The European Union and Economic Pressure

  • Even as India negotiates its trade pact with Europe, the EU has sanctioned a key refinery with Russian ownership, fully aware that stopping Russian oil flows through India inflates global prices.
  • Paradoxically, several EU states (such as Hungary, Slovakia, and Belgium) continue their own Russian oil imports through exemptions.
  • Meanwhile, the EU’s carbon taxes and digital trade barriers persist, measures India views as unfair, particularly when compared to more lenient treatment of European trade with Russia.

China’s Assertive Neighbourhood Diplomacy and India’ Balancing Act

  • China’s Assertive Neighbourhood Diplomacy
    • China’s attempted trilateral grouping with Pakistan and Bangladesh aimed to marginalize India, though Bangladesh has so far resisted.
    • Military and strategic manoeuvres, like helping Bangladesh revive the Lalmonirhat airbase and supporting Pakistan during Operation Sindoor, augment the pressure along India’s vulnerable northeast.
    • China’s standardisation of place names in Arunachal Pradesh and plans for a vast hydroelectric dam on the Yarlung Zangbo (Brahmaputra) in Tibet underline Beijing’s assertive strategy to control resources and set terms in border regions.
    • Economically, China controls key supply chains affecting India’s rare earths, pharmaceuticals, and machinery, giving it leverage over Indian industries.
  • India’s Balancing Act and the Pitfalls of Silence
    • It refrains from taking assertive positions in global hotspots such as Israel-Gaza, Israel-Iran, and the Ukraine conflict, largely abstaining at the UN.
    • While meant to preserve autonomy and avoid entanglement, this approach diminishes India’s geopolitical clout and leaves its interests sidelined in global negotiations.
    • The argument that India should merely focus on becoming the world’s third largest economy ignores the reality that in today’s world, economic progress is inseparable from strategic engagement.
    • Fragmenting norms, trade protectionism, and coercive geopolitics increasingly dictate economic and tech outcomes, not simply free trade or WTO agreements.

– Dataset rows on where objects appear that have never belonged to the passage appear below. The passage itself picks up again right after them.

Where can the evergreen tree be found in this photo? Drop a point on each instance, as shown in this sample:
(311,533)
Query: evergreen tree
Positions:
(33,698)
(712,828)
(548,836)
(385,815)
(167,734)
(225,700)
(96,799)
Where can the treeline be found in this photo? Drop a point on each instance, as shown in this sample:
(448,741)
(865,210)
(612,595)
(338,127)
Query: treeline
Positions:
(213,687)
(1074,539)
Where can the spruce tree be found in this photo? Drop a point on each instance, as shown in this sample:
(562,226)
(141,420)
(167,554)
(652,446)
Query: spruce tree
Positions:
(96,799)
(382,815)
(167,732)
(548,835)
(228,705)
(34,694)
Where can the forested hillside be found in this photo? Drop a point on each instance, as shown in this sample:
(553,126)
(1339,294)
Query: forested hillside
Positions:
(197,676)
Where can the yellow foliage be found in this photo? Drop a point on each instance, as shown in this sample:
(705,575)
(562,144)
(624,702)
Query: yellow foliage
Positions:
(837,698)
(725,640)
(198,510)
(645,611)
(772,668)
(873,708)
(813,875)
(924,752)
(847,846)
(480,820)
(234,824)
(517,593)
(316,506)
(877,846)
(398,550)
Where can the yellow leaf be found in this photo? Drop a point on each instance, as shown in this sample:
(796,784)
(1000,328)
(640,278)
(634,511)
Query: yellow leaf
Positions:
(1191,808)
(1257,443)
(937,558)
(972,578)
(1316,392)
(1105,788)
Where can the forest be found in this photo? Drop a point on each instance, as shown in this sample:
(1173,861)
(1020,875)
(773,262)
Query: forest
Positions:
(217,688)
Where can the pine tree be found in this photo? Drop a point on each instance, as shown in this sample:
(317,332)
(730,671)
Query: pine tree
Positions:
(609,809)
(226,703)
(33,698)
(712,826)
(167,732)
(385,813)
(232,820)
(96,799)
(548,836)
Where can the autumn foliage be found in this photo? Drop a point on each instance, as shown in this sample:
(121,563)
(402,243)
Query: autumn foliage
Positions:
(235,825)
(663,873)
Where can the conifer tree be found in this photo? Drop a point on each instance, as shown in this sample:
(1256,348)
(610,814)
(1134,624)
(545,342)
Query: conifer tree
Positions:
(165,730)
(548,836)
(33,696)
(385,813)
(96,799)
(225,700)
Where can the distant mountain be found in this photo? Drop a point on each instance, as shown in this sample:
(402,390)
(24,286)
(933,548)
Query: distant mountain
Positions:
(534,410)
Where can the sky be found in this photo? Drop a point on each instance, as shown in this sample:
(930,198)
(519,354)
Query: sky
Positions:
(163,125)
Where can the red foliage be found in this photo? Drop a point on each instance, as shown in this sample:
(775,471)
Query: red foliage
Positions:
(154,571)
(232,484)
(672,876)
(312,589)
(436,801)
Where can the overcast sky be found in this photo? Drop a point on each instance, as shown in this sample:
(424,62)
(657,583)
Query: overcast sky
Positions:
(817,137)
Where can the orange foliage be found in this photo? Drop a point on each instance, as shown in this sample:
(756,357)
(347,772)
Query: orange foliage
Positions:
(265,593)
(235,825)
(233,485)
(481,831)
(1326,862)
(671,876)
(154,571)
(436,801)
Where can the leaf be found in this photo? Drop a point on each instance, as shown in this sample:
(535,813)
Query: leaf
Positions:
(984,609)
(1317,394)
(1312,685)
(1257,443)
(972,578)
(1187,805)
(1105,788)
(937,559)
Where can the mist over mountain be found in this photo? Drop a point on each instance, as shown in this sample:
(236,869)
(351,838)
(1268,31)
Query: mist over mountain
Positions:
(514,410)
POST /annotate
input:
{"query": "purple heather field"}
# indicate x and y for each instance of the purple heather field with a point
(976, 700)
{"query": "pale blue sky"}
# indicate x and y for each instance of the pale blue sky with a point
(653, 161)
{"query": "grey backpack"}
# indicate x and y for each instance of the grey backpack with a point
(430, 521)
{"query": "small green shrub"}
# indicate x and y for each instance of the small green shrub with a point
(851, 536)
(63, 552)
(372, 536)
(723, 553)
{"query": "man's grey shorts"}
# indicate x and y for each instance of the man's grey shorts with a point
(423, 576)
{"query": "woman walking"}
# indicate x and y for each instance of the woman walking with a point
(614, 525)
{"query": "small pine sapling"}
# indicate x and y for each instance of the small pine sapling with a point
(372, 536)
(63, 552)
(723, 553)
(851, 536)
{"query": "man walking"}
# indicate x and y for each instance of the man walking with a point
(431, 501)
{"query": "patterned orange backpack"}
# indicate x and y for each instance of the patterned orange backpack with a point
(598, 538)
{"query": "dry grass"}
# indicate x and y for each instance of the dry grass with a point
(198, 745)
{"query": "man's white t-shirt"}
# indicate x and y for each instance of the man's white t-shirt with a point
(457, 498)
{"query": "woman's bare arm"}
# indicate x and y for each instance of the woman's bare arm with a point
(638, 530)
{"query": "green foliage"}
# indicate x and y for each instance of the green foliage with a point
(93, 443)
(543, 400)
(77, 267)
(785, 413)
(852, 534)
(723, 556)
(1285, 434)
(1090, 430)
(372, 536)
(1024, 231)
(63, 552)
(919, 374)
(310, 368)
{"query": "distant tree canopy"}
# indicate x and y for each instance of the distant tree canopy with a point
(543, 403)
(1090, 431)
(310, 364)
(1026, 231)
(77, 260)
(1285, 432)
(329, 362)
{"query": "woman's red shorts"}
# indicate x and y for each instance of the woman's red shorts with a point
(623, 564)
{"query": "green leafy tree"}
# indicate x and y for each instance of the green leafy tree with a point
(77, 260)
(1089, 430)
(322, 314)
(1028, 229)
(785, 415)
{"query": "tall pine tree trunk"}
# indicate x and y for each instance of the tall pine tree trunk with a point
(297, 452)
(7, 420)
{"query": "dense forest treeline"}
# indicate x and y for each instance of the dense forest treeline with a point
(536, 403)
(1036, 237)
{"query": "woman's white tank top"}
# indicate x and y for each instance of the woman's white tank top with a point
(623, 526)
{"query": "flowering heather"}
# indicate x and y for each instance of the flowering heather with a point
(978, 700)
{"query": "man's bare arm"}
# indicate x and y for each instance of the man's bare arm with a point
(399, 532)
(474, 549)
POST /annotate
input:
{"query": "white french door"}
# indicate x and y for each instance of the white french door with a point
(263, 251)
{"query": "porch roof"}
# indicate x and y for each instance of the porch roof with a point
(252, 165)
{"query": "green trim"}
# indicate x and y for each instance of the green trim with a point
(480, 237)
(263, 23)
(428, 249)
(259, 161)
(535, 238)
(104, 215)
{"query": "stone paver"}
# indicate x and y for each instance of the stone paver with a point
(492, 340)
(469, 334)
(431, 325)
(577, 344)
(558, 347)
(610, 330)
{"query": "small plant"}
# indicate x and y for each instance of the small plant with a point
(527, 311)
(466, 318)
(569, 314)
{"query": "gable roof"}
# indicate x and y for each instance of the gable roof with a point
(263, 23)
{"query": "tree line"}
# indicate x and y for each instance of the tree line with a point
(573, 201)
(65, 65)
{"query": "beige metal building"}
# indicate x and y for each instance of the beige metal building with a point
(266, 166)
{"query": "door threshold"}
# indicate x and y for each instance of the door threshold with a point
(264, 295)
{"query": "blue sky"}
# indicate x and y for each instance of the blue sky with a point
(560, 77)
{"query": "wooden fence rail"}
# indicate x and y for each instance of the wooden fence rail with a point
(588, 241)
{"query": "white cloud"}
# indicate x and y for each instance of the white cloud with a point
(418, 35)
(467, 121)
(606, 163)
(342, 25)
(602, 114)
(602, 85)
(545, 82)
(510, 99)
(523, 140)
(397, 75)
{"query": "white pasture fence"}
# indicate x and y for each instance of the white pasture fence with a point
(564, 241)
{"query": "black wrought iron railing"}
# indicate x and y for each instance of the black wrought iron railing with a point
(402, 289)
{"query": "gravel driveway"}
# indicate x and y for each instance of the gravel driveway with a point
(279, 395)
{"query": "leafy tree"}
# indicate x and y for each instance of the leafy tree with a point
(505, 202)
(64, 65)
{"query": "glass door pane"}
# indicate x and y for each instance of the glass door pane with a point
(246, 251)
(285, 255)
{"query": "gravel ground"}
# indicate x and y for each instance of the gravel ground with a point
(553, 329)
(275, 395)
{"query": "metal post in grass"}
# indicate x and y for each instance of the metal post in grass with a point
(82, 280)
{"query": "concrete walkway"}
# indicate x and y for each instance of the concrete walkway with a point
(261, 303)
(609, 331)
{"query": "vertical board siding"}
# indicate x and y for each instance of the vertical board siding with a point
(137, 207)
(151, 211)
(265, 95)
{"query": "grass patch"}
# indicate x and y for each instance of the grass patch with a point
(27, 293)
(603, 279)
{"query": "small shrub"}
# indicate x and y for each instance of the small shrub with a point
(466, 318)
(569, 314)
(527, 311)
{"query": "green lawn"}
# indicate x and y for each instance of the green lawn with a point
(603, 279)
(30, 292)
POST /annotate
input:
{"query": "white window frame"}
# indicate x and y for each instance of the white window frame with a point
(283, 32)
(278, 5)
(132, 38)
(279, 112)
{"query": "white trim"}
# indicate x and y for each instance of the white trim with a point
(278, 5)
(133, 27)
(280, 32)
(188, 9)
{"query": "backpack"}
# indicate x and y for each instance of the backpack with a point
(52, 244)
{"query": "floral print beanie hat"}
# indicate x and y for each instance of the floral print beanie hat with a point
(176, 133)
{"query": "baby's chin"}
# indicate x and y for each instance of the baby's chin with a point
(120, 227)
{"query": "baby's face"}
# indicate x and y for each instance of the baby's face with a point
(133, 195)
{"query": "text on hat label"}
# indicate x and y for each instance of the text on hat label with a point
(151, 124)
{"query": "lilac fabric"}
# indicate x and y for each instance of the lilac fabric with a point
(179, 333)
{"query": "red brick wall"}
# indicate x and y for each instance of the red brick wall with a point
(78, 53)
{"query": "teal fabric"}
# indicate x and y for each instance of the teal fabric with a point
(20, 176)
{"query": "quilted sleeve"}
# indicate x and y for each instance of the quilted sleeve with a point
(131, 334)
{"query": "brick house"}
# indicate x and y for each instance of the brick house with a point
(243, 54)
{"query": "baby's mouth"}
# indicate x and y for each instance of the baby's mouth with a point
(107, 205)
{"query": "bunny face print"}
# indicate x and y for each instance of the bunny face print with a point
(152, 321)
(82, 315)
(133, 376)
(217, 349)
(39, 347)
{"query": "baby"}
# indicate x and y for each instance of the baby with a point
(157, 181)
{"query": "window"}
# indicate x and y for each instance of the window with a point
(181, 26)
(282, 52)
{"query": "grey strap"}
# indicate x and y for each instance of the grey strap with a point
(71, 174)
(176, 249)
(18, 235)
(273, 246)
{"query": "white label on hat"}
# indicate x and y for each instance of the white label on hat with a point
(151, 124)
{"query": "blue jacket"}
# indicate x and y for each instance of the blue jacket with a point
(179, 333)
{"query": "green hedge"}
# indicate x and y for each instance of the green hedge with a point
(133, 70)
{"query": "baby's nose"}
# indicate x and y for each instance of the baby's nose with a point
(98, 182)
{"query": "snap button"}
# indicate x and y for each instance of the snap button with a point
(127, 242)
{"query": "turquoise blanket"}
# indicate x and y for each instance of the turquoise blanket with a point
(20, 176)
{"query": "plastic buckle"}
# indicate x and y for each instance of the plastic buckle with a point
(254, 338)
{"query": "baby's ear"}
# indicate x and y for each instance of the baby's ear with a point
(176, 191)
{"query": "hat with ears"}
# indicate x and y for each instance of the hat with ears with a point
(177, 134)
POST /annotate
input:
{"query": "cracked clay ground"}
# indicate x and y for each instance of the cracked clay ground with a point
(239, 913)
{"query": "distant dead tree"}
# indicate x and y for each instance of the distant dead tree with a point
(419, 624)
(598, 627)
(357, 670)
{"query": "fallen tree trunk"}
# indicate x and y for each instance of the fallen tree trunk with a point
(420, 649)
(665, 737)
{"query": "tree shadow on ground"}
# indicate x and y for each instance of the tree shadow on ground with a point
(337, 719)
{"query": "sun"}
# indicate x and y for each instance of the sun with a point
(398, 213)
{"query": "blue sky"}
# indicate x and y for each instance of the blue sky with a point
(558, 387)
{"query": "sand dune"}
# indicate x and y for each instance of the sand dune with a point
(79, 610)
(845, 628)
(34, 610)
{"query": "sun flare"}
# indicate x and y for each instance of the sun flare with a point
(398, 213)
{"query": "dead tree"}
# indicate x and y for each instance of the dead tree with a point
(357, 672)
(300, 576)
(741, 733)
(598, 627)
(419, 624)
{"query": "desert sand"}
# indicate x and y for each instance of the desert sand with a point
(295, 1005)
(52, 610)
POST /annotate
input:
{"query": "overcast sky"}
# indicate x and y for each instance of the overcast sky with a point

The Road Ahead: Towards Multi-Alignment

  • Recognising the shrinking space for manoeuvre, India has started calling out Western double standards, especially the hypocrisy in the U.S. and EU’s own trade and energy dealings with Russia while criticising India for similar partnerships.
  • India’s recent call for a ceasefire in Gaza signals a willingness to assert itself in global conflict resolution, seeking to safeguard its autonomy while pushing for more equitable engagement with allies.
  • The need to finalise an India-U.S. trade pact, re-engage with multilateral groupings like BRICS (hosting the 2026 summit), expand ties with the Shanghai Cooperation Organisation, and revisit strategic relationships with East Asian economies (after missing out on RCEP) are now urgent priorities.

Conclusion

  • The shifting tectonics of global politics require India not just to adapt, but to assertively pursue national interests through diversified partnerships, robust diplomatic outreach, and an unapologetic defence of its economic and security imperatives.
  • The era of quiet economic focus without proactive geopolitical engagement is over.
  • India must now claim its role as a decisive actor in shaping the rules and outcomes of the new international order.